[Footnote *: The class of magmatic segregations is omitted, as not being of sufficiently frequent occurrence in payable mines to warrant troubling with it here.]

All ore-deposits vary in value and, in the miner's view, only those portions above the pay limit are ore-bodies, or ore-shoots. The localization of values into such pay areas in an ore-deposit are apparently influenced by:

  1. The distribution of the open spaces created by structural movement, fissuring, or folding as at Bendigo.
  2. The intersection of other fractures which, by mingling of solutions from different sources, provided precipitating conditions, as shown by enrichments at cross-veins.
  3. The influence of the enclosing rocks by:—
    1. Their solubility, and therefore susceptibility to replacement.
    2. Their influence as a precipitating agent on solutions.
    3. Their influence as a source of metal itself.
    4. Their texture, in its influence on the character of the fracture. In homogeneous rocks the tendency is to open clean-cut fissures; in friable rocks, zones of brecciation; in slates or schistose rocks, linked lenticular open spaces;—these influences exhibiting themselves in miner's terms respectively in "well-defined fissure veins," "lodes," and "lenses."
    5. The physical character of the rock mass and the dynamic forces brought to bear upon it. This is a difficult study into the physics of stress in cases of fracturing, but its local application has not been without results of an important order.
  4. Secondary alteration near the surface, more fully discussed later.

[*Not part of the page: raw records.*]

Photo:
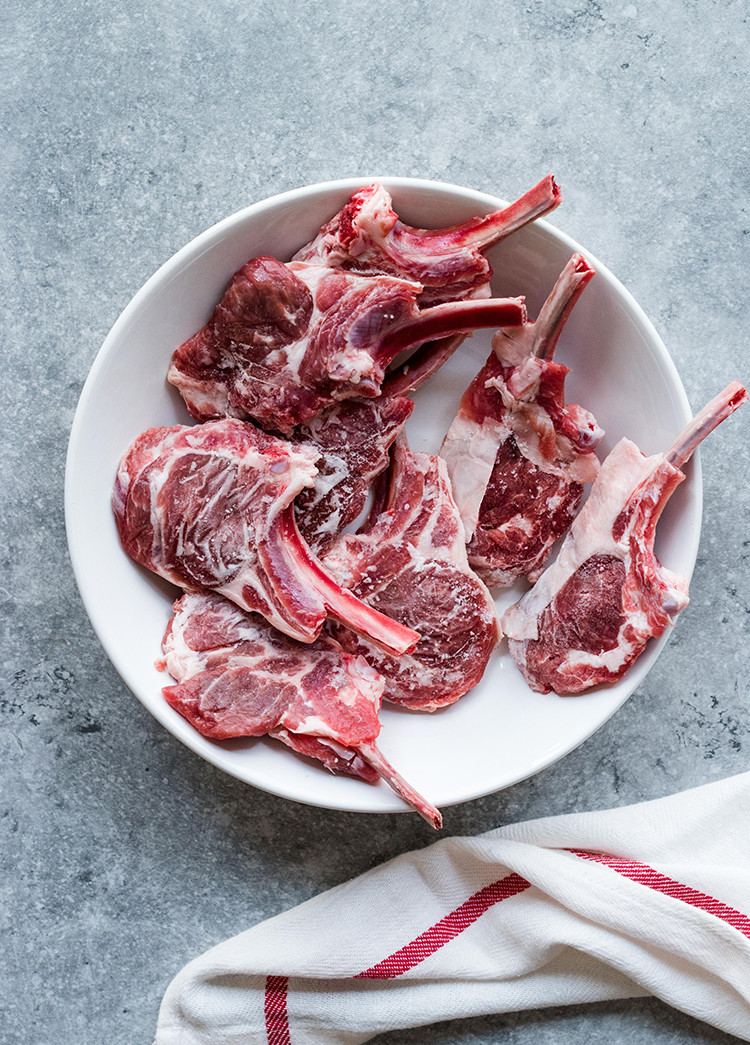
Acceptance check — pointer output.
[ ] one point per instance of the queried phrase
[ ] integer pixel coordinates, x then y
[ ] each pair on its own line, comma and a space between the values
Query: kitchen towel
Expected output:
649, 899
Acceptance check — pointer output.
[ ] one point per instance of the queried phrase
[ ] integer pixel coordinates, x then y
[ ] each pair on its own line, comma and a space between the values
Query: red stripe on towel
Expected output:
445, 930
645, 875
277, 1021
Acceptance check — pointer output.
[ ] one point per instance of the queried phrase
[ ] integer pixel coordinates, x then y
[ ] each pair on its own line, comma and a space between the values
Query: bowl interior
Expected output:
500, 732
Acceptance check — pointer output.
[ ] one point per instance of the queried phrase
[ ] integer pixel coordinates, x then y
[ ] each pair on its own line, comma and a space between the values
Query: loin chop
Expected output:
409, 562
368, 237
210, 507
286, 341
594, 608
237, 676
517, 455
353, 439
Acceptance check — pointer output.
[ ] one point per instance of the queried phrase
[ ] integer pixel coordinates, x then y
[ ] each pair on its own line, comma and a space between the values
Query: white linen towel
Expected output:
649, 899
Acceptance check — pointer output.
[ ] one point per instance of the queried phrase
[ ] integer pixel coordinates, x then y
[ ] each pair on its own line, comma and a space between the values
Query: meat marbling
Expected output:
409, 561
517, 455
593, 609
287, 341
210, 507
237, 676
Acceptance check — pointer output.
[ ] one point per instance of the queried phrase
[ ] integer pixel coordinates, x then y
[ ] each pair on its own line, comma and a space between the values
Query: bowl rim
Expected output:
211, 236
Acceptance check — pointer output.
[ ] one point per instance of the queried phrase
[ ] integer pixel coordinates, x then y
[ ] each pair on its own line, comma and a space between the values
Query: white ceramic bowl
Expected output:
500, 732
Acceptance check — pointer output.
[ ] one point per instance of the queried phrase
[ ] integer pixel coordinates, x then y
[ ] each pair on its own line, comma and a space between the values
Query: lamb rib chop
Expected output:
592, 611
286, 341
408, 560
210, 507
368, 237
237, 676
517, 456
353, 439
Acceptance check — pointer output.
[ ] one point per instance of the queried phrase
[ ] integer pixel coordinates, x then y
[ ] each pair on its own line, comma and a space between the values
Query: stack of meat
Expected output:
293, 628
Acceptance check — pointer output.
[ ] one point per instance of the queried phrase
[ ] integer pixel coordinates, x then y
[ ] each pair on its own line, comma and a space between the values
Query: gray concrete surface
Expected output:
127, 129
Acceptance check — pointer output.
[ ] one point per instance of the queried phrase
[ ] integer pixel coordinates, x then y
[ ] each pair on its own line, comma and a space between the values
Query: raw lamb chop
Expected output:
367, 237
353, 439
517, 456
286, 341
409, 561
592, 611
237, 676
210, 507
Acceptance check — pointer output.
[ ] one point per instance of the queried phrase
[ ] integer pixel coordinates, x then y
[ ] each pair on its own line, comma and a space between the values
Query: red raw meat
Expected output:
210, 507
517, 456
409, 561
237, 676
353, 439
286, 341
593, 609
367, 237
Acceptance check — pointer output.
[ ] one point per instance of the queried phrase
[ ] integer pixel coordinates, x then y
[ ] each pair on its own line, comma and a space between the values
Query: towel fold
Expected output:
652, 899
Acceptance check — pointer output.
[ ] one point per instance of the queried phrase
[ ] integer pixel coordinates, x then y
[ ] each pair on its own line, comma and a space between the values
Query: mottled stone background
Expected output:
127, 129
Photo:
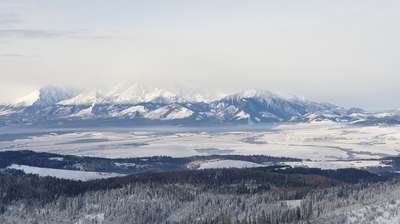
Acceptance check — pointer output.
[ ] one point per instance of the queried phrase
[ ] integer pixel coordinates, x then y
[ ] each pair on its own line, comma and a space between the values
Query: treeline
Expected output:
136, 165
188, 203
257, 195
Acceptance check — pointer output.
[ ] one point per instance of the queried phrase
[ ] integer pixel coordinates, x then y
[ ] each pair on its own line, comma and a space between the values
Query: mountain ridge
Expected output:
158, 106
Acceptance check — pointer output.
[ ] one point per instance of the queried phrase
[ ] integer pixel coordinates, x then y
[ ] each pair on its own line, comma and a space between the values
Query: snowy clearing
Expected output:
320, 141
63, 174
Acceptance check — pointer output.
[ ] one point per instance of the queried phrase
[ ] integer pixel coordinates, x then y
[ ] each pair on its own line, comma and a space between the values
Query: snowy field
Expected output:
63, 174
323, 141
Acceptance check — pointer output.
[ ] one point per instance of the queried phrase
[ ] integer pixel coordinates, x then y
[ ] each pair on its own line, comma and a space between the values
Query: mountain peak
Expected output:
45, 96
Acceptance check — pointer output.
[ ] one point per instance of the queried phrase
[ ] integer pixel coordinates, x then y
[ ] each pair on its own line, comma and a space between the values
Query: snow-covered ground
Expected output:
216, 164
341, 164
63, 174
322, 141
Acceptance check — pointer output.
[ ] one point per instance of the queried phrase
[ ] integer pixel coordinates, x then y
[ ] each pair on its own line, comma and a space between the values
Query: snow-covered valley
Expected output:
322, 144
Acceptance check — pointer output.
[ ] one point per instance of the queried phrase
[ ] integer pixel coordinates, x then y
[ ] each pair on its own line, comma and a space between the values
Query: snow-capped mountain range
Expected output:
134, 104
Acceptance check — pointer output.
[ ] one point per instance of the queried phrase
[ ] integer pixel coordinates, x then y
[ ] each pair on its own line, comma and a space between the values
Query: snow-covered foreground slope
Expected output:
63, 174
217, 164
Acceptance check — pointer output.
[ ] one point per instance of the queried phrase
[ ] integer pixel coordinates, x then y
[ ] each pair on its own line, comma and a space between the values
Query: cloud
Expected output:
12, 55
31, 33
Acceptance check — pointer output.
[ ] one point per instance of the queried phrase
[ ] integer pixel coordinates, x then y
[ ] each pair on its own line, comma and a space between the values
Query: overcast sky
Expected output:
344, 52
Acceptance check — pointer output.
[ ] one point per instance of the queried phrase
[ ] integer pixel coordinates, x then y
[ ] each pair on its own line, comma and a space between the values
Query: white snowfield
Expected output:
215, 164
63, 174
332, 165
318, 142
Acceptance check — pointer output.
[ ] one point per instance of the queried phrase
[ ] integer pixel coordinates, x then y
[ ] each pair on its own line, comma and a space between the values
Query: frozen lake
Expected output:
315, 141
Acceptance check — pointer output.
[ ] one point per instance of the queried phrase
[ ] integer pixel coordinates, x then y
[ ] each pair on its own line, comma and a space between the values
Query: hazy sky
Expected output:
344, 52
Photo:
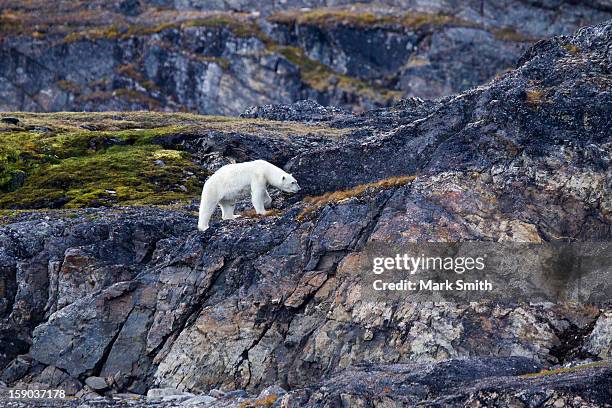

It is evident enough that the whole structure of the deposit is a necessary study, and even a digest of the subject is not to be compressed into a few paragraphs.

From the point of view of continuity of values, ore-deposits may be roughly divided into three classes. They are:—

  1. Deposits of the infiltration type in porous beds, such as Lake Superior copper conglomerates and African gold bankets.
  2. Deposits of the fissure vein type, such as California quartz veins.
  3. Replacement or impregnation deposits on the lines of fissuring or otherwise.

In a general way, the uniformity of conditions of deposition in the first class has resulted in the most satisfactory continuity of ore and of its metal contents. In the second, depending much upon the profundity of the earth movements involved, there is laterally and vertically a reasonable basis for expectation of continuity but through much less distance than in the first class.

The third class of deposits exhibits widely different phenomena as to continuity and no generalization is of any value. In gold deposits of this type in West Australia, Colorado, and Nevada, continuity far beyond a sampled face must be received with the greatest skepticism. Much the same may be said of most copper replacements in limestone. On the other hand the most phenomenal regularity of values have been shown in certain Utah and Arizona copper mines, the result of secondary infiltration in porphyritic gangues. The Mississippi Valley lead and zinc deposits, while irregular in detail, show remarkable continuity by way of reoccurrence over wide areas. The estimation of the prospective value of mines where continuity of production is dependent on reoccurrence of ore-bodies somewhat proportional to the area, such as these Mississippi deposits or to some extent as in Cobalt silver veins, is an interesting study, but one that offers little field for generalization.

The Position of the Openings in Relation to Secondary Alteration.—The profound alteration of the upper section of ore-deposits by oxidation due to the action of descending surface waters, and their associated chemical agencies, has been generally recognized for a great many years. Only recently, however, has it been appreciated that this secondary alteration extends into the sulphide zone as well. The bearing of the secondary alteration, both in the oxidized and upper sulphide zones, is of the most sweeping economic character. In considering extension of values in depth, it demands the most rigorous investigation. Not only does the metallurgical character of the ores change with oxidation, but the complex reactions due to descending surface waters cause leaching and a migration of metals from one horizon to another lower down, and also in many cases a redistribution of their sequence in the upper zones of the deposit.

The effect of these agencies has been so great in many cases as to entirely alter the character of the mine and extension in depth has necessitated a complete reëquipment. For instance, the Mt. Morgan gold mine, Queensland, has now become a copper mine; the copper mines at Butte were formerly silver mines; Leadville has become largely a zinc producer instead of lead.